As the light of cities is brighter than in nature, turtles are often disoriented and go towards cities rather than the sea, subjecting themselves to all the dangers along the way.
Berta Renom also warns of the danger of stray dogs for these animals, as they often eat turtle nests.
In the face of “unnatural” threats, environmentalists choose to put some nests in nurseries or relocate them to other places on the beach.
This year, 1,900 nests were placed in nurseries and 2,900 were placed on the beach.
As a result, 94,000 turtles were released into the sea, which would hardly survive the threats.
One in four sea turtles that spawn on the beaches of Cape Verde is caught for consumption, according to official data indicating that last year both the catch and the number of nests increased.
At the end of this “turtle season“, Berta Renom also welcomed the criminalization of the consumption of meat and turtle eggs, which reinforced the measures provided for in the special legal regime for the protection of sea turtles.
However, it is only when offenders are caught in the act that the law can achieve its objectives.
But “before the law, even that did not happen,” he said.
According to the accounts of Taola, in 2017 43,500 nests of turtles were registered throughout the archipelago, 12,000 more than the previous year.

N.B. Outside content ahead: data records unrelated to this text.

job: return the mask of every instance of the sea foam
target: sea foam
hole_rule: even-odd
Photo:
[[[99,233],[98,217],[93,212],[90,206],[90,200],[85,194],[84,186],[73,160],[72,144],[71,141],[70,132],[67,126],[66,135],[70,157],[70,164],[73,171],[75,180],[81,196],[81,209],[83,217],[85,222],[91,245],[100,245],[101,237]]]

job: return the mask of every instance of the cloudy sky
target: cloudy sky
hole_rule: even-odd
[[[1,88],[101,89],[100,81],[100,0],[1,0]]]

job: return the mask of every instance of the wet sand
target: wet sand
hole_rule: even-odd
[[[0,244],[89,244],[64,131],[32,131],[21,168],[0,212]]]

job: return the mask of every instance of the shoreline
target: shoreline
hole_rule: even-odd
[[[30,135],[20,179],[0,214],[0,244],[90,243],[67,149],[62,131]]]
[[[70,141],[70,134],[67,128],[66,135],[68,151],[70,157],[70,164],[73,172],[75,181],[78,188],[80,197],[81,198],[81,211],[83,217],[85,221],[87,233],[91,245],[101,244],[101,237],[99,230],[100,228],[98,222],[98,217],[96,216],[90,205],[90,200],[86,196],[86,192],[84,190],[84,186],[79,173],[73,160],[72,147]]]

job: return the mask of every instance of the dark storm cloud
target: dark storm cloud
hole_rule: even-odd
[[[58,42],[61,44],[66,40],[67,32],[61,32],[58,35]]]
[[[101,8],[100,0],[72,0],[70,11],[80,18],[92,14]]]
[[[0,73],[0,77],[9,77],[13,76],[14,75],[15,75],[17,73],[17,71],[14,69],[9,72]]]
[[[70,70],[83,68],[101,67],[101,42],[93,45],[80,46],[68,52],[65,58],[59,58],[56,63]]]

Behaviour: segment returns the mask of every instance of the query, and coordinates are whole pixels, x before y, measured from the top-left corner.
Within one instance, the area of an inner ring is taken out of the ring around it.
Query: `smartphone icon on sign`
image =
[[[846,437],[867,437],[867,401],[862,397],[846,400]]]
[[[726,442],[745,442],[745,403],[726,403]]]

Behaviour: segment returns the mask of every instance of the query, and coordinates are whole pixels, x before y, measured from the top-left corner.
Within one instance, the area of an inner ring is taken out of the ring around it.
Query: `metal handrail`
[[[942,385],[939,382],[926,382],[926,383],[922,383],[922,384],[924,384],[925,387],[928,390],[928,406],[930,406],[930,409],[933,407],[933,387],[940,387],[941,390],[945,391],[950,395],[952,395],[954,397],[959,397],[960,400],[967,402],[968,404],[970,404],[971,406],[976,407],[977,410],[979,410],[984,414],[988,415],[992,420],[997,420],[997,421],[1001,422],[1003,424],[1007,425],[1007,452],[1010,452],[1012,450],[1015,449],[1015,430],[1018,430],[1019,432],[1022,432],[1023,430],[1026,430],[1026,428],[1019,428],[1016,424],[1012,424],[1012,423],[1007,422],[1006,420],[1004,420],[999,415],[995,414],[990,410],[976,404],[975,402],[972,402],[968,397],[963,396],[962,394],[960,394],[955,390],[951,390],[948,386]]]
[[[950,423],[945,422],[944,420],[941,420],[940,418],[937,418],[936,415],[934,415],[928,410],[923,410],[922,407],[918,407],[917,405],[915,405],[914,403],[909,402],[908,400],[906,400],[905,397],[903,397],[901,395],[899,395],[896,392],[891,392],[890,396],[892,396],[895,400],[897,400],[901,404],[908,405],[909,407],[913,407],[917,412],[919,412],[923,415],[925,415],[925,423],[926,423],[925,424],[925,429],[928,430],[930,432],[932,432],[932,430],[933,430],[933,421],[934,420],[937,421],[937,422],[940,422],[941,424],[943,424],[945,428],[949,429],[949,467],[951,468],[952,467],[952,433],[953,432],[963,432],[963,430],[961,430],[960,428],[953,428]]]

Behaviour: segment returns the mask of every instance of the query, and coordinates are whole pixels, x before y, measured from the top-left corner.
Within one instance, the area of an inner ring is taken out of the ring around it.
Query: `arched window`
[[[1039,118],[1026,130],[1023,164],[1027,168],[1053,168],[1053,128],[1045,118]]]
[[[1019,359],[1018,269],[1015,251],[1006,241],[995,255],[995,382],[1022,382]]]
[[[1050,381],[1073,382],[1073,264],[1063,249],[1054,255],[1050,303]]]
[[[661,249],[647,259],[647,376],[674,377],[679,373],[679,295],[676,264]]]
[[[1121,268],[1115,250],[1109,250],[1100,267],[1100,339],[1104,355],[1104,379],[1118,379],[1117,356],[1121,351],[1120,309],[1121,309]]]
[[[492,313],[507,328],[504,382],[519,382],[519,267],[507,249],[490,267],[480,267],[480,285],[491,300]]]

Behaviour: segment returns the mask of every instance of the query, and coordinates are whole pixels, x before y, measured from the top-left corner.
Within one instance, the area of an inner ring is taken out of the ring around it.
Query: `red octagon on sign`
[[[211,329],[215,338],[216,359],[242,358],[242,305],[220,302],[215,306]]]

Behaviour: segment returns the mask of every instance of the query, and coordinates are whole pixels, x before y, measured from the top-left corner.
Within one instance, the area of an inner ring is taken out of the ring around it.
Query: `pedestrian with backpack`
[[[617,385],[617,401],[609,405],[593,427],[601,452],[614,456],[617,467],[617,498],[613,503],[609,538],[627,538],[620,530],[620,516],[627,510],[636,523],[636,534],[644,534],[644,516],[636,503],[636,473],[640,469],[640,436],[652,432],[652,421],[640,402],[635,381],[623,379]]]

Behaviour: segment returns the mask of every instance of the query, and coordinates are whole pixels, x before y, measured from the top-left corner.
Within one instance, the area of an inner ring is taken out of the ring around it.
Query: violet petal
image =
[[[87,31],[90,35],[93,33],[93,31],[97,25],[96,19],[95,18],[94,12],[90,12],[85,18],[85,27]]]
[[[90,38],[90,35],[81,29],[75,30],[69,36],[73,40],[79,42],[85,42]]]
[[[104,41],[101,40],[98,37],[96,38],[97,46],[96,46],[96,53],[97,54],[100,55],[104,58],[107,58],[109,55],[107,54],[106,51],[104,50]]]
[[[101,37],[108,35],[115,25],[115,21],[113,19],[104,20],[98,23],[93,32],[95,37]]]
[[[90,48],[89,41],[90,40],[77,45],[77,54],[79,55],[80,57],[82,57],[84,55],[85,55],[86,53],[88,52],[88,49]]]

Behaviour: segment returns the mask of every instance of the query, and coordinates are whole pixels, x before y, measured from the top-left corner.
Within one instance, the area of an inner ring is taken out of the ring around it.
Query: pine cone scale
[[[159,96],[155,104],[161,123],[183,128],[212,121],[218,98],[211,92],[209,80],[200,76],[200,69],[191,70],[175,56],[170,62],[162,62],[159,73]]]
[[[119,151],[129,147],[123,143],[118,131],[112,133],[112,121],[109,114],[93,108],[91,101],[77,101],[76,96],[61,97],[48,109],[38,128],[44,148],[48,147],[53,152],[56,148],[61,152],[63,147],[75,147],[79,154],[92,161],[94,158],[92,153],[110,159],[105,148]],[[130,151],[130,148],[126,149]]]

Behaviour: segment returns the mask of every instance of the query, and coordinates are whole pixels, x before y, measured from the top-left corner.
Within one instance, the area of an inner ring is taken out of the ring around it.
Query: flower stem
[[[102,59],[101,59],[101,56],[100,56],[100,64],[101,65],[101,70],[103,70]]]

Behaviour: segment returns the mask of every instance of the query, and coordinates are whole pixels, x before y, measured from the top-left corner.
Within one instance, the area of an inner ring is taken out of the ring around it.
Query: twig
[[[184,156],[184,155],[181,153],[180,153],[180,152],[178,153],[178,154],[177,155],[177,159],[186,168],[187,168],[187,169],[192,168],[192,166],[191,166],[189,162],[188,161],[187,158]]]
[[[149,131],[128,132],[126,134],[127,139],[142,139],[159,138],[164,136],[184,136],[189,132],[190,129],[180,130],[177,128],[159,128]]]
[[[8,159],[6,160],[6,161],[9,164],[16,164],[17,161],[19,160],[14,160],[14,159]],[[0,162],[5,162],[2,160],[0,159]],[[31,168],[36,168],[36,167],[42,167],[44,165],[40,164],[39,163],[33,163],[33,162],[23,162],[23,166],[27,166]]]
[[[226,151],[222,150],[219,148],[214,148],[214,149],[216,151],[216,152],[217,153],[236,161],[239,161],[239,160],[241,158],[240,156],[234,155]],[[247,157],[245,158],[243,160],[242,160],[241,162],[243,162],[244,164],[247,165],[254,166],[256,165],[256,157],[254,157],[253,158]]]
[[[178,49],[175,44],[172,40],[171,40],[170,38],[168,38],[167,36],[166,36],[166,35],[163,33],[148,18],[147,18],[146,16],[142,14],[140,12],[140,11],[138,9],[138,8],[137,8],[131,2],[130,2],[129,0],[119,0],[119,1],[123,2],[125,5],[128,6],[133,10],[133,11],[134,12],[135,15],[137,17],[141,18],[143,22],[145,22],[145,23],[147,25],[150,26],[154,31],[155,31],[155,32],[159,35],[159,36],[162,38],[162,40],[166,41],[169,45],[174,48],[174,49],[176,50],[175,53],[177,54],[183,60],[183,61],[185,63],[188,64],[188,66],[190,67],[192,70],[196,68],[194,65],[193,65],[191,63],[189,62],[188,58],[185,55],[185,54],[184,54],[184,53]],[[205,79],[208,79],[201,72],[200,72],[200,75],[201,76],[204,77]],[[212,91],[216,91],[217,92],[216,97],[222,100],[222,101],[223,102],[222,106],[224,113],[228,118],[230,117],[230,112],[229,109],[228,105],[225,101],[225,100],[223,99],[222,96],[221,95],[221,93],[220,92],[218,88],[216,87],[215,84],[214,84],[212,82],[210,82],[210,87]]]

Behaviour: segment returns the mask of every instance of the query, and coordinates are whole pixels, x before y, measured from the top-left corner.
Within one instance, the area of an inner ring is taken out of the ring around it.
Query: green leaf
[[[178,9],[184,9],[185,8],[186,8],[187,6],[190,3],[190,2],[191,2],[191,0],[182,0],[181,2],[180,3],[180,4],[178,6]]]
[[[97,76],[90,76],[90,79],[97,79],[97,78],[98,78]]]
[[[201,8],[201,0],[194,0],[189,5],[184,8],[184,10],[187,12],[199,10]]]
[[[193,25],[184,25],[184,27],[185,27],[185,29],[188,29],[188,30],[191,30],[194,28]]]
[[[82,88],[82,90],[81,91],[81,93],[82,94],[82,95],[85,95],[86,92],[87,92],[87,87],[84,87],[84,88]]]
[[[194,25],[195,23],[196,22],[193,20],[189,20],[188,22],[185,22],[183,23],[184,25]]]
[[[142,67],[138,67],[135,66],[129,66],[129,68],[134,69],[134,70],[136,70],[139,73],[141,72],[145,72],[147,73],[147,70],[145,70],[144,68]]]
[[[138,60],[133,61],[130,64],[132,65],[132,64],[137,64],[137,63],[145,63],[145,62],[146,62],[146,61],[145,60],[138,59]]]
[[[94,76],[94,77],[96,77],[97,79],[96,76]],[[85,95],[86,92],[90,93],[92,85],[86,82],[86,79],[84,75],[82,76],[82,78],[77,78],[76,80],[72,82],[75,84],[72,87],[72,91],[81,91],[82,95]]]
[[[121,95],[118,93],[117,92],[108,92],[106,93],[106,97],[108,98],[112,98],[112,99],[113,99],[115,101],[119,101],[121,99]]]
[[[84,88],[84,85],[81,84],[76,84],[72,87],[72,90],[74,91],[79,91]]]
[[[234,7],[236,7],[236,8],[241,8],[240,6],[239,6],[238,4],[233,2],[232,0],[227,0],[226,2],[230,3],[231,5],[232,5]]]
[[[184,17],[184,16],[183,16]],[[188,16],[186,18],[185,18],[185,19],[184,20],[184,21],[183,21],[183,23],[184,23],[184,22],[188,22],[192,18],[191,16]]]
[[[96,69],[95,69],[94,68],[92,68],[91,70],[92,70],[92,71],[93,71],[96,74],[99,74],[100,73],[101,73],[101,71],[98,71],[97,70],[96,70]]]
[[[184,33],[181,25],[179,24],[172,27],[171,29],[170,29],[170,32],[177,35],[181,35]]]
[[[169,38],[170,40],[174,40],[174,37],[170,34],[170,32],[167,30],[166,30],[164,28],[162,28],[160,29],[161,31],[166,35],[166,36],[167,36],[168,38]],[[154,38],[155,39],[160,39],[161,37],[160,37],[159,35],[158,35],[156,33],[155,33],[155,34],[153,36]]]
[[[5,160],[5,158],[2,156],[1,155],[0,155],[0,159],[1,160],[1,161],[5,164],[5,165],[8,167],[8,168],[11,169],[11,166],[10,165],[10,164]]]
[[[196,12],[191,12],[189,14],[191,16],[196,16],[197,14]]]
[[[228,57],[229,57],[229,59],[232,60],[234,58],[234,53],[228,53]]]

The spawning of turtles begins in June and runs through late October or early November. The hatching takes place between August and the end of December.
According to Taola, the loggerhead turtle (Caretta caretta) is the only one that regularly nests in Cape Verde, although there are five species of sea turtles in the waters of the archipelago, all of which are protected.
For centuries, turtles were caught for food, for ornamental purposes and handicrafts, but also because of the myths that their blood cured diseases.